BPU-PPN mengalami reorganisasi pada 1963, dan dibagi menjadi empat kelompok BPU-PPN berdasarkan jenis usahanya, mengingat semakin luasnya usaha yang ditangani pada saat itu. Keempat kelompok BPU-PPN tersebut adalah; BPU-PPN Karet, BPU-PPN Gula, BPU-PPN Tembakau, dan BPU-PPN Aneka Tanaman, yang masing-masing mempunyai kedudukan sebagai badan hukum dan memiliki cabang di daerah masing-masing. Secara keseluruhan BPU-PPN yang terdapat di empat BPU berjumlah 88 PPN. Distribusi PPN tersebut sebagai berikut; BPU-PPN Gula memiliki lima PPN, BPU-PPN Tembakau memiliki tujuh PPN, BPU-PPN Karet memiliki enam belas PPN, BPU-PPN Aneka Tanaman memiliki empat belas PPN, dan PPN Serat berdiri secara terpisah dan memiliki PPN sendiri.
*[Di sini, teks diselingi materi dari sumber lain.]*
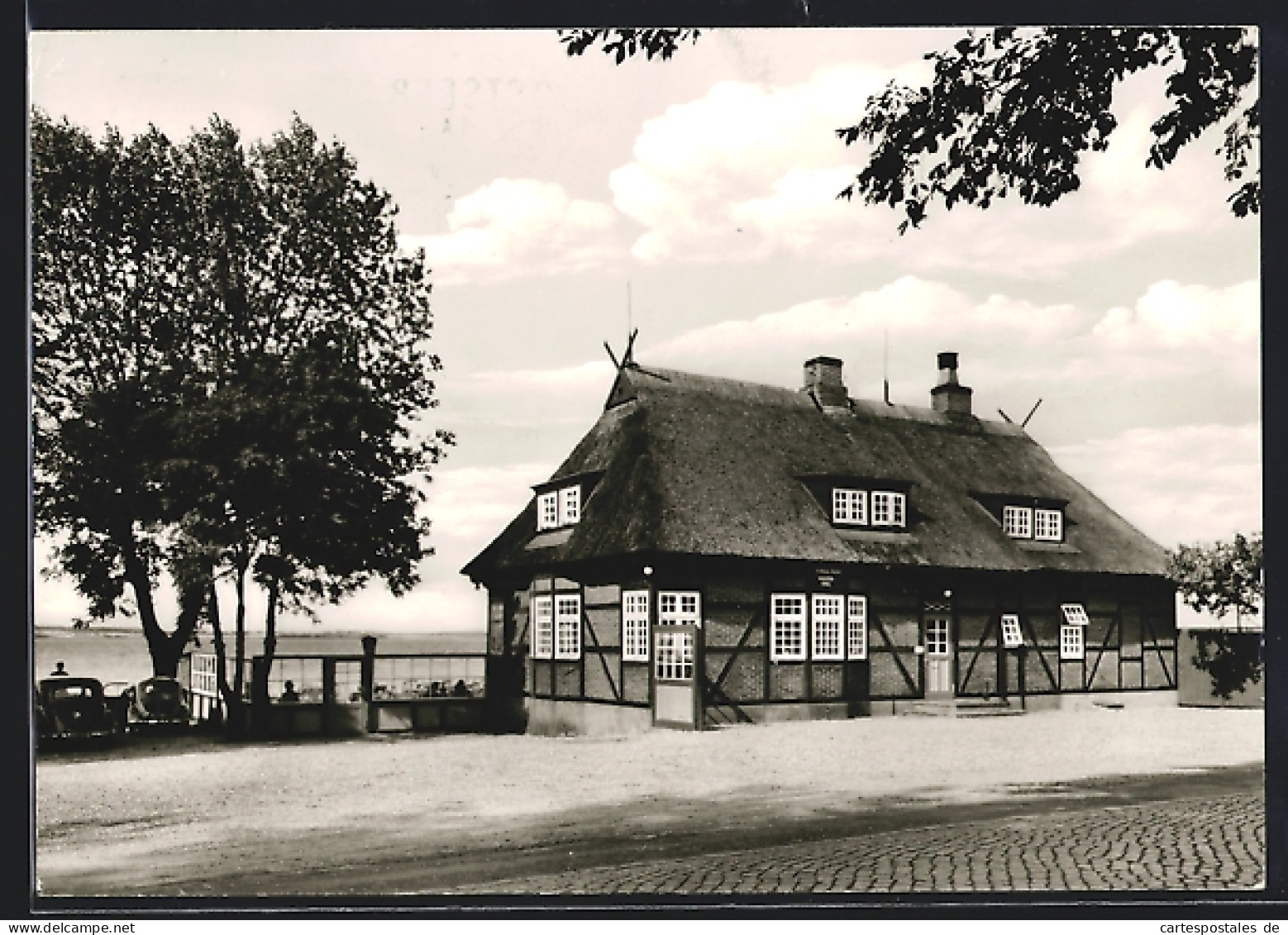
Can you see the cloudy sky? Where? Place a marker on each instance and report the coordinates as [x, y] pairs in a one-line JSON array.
[[546, 189]]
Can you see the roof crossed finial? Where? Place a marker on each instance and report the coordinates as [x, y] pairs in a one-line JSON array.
[[629, 357]]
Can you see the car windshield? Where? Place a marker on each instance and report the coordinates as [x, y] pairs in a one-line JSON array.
[[73, 692]]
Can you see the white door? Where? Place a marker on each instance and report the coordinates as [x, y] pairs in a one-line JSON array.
[[939, 656]]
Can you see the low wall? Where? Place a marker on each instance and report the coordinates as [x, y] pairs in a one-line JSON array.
[[549, 718]]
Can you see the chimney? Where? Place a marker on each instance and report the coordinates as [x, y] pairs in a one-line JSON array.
[[823, 383], [950, 396]]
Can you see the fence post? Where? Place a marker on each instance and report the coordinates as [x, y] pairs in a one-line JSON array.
[[369, 680], [259, 694]]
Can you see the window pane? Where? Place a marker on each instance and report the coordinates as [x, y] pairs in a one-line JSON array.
[[828, 627], [547, 510], [542, 627], [635, 625], [570, 505], [567, 626], [858, 626], [1018, 522], [679, 607], [1047, 524], [1011, 635], [849, 507], [787, 625]]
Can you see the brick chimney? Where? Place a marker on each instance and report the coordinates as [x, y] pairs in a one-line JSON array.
[[823, 383], [950, 396]]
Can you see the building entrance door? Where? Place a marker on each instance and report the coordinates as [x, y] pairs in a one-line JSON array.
[[676, 667], [939, 655]]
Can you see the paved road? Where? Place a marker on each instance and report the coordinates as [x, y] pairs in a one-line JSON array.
[[1191, 844]]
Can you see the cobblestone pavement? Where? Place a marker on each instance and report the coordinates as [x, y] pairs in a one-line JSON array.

Pada 1968 telah terjadi tiga perubahan penting dalam kelembagaan perkebunan, yaitu, penciutan jumlah PPN dari 88 PPN menjadi 28 PPN, penghapusan BPU masing-masing (PP No. 13, tanggal 27 Maret 1968), dan pembentukan Perusahaan Negara Perkebunan (PNP) (PP no. 14 tanggal 13 April 1969). Selanjutnya setelah perubahan tersebut, terjadi pembentukan Badan Khusus Perusahaan Negara (BKU-PN) pada 1969, yang sekaligus menetapkan pemisahan tugas antara Direktorat Jenderal Perkebunan dan BKU-PNP. Seperti halnya badan-badan yang telah dibentuk sebelumnya, maka tugas BKU-PNP dibantu oleh perwakilan wilayah yang tersebar di Indonesia. Perwakilan tersebut mewakili:
1. BKU-PNP Wilayah I Sumatera dan Aceh yang berkedudukan di Medan.
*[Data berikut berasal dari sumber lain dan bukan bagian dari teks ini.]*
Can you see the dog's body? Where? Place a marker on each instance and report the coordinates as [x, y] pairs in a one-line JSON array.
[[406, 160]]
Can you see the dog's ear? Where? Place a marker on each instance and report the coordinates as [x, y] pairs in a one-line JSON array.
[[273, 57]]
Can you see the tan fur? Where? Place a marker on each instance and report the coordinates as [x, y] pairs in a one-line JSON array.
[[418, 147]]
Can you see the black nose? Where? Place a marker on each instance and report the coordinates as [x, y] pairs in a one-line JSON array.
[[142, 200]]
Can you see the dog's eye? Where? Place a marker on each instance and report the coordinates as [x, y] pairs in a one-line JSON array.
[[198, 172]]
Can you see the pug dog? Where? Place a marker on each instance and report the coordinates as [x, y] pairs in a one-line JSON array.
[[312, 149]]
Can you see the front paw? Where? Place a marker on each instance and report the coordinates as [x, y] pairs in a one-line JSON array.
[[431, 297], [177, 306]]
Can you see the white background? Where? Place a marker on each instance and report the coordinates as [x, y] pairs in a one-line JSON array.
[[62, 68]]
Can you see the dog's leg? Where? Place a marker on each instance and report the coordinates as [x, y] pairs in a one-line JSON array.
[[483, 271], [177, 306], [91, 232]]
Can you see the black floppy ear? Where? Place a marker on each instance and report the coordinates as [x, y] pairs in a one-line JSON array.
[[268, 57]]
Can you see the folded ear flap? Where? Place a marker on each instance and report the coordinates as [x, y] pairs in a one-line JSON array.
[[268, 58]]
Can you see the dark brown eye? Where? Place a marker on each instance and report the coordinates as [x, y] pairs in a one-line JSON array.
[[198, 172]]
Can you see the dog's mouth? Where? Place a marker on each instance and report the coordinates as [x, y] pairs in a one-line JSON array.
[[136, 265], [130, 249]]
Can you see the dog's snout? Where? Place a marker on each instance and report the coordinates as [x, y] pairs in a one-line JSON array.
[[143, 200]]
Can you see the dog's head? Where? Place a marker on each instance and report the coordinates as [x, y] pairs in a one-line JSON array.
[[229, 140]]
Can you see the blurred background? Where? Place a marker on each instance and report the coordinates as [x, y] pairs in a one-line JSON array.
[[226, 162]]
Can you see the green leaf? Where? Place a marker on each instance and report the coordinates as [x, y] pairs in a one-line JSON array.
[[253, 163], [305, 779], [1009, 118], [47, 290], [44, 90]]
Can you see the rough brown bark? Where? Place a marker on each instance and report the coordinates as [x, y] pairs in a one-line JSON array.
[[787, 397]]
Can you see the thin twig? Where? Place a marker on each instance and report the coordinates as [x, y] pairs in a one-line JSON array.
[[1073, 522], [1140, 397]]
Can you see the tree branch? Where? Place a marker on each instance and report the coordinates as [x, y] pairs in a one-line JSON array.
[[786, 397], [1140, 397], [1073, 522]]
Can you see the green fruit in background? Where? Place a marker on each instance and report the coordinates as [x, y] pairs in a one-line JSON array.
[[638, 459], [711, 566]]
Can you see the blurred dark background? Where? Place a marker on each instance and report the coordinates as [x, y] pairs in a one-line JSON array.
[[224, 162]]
2. BKU-PNP wilayah Lampung dan Jawa Barat berkedudukan di Bandung.
3. BKU-PNP Wilayah III/ Jawa Tengah berkedudukan di Semarang.
4. BKU-PNP Wilayah IV Jawa Timur yang berkedudukan di Surabaya.
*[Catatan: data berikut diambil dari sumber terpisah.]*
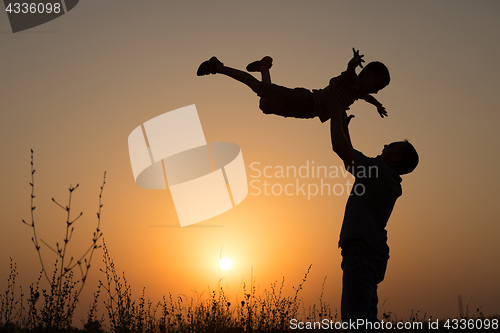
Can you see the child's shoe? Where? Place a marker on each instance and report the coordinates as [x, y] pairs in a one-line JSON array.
[[255, 66], [208, 67]]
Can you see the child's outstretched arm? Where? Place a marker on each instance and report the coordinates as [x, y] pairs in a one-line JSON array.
[[357, 60], [372, 100]]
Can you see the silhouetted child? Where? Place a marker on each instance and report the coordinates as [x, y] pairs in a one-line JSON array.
[[303, 103]]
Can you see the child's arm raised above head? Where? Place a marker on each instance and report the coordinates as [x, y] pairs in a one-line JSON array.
[[357, 60], [372, 100]]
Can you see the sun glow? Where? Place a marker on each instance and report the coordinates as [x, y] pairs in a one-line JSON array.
[[225, 263]]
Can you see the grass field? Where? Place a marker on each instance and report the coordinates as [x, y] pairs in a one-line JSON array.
[[115, 310]]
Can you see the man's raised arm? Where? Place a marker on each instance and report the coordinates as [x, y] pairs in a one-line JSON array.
[[341, 141]]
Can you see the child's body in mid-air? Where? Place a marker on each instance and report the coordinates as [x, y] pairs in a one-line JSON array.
[[303, 103]]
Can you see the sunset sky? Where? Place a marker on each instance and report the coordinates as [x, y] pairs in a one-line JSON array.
[[74, 88]]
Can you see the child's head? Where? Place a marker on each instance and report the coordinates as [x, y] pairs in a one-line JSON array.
[[401, 156], [374, 77]]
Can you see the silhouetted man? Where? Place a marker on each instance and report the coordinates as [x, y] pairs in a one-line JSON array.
[[363, 238]]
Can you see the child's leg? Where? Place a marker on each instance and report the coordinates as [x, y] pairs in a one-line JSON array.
[[240, 76], [286, 102], [263, 67]]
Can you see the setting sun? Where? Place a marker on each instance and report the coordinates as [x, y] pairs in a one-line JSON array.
[[225, 263]]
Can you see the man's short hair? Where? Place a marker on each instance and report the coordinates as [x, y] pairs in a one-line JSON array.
[[378, 69], [409, 158]]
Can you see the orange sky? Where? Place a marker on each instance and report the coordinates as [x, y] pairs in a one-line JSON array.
[[74, 88]]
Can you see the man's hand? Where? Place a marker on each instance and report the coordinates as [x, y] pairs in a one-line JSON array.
[[381, 111], [357, 59], [339, 130]]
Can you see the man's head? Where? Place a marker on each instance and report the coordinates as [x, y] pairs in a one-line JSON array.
[[374, 77], [401, 156]]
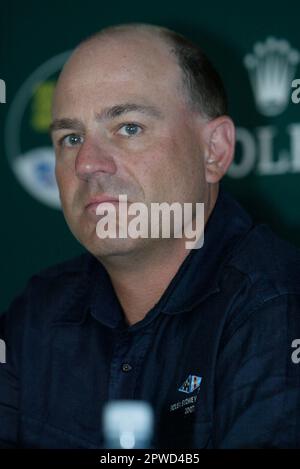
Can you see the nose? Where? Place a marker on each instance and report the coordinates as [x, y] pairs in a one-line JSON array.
[[92, 159]]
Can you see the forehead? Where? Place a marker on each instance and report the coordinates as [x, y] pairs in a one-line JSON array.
[[118, 68]]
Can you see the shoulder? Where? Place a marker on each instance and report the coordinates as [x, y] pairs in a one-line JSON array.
[[264, 276], [269, 263], [50, 291]]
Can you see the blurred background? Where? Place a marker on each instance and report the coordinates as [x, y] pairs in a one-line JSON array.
[[256, 48]]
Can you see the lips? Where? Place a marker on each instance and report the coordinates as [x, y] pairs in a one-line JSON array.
[[95, 201]]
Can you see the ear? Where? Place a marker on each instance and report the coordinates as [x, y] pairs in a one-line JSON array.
[[219, 143]]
Untuk melancarkan koordinasi kegiatan PNP secara keseluruhan, dan juga sebagai forum pemecahan masalah perkebunan, maka dibentuklah Badan Kerjasama Direksi (BKSD) yang terbagi di tiga kelompok, yaitu, Sumatera dan Aceh, Sumatera Selatan, dan Jawa. Tugas BKSD itu khusus untuk menangani permasalahan gula.
Pada perkembangan selanjutnya, masih pada 1969 terjadi lagi perubahan kelembagaan perusahaan perkebunan, yaitu pengalihan bentuk dari Perusahaan Negara (PN) menjadi Perseroan Terbatas (PT) (UU No. 9/1969 dan PP. No. 12/1969). Proses pengalihan bentuk PN menjadi PT dilakukan secara bertahap dan didasari oleh penilaian dan kelayakan PN tersebut untuk diubah menjadi PT. Tindak lanjut dari perubahan itu, maka diadakan penilaian terhadap 28 PNP yang memungkinkan dijadikan perseroan terbatas (Kartodirdjo dan Suryo, 1994: 177-178).

Nasionalisasi Industri Gula di Cirebon
Pada masa akhir pemerintahan Hindia Belanda, perusahaan pemilik pabrik gula di Keresidenan Cirebon[1] adalah perusahaan swasta asing yaitu NV NILM (Nederland Indische Landbouws Maaschapij), perusahaan yang bergerak dalam bidang perkebunan dan NV NHM (Nederland Handels Maschapij) yang merupakan salah satu bank terbesar milik Belanda. Namun seiring dengan adanya kebijaksanaan perekonomian pemerintah Indonesia tentang nasionalisasi perusahaan asing, maka secara otomatis perusahaan-perusahaan gula yang terdapat di Keresidenan Cirebon pun dinasionalisasikan.
Perusahaan-perusahaan yang dinasionalisasikan tersebut di antaranya adalah pabrik-pabrik gula yang berada di Keresidenan Cirebon meliputi Pabrik Gula (PG) Sindanglaut, PG Karangsuwung, PG Tersana Baru, PG Kadipaten, PG Jatiwangi, dan PG Gempol. Seluruh pabrik tersebut dinasionalisasikan pada 1958 berdasarkan Undang-Undang Nasionalisasi Perusahaan milik Belanda No. 86 tanggal 31 Desember 1958. dan pada 31 Januari 1960 penguasaannya telah diserahkan oleh NV NHM dan NV NILM kepada Pusat Perkebunan Negara Jawa Barat (Daftar Isian Pabrik Gula Tersana Baru, 2003)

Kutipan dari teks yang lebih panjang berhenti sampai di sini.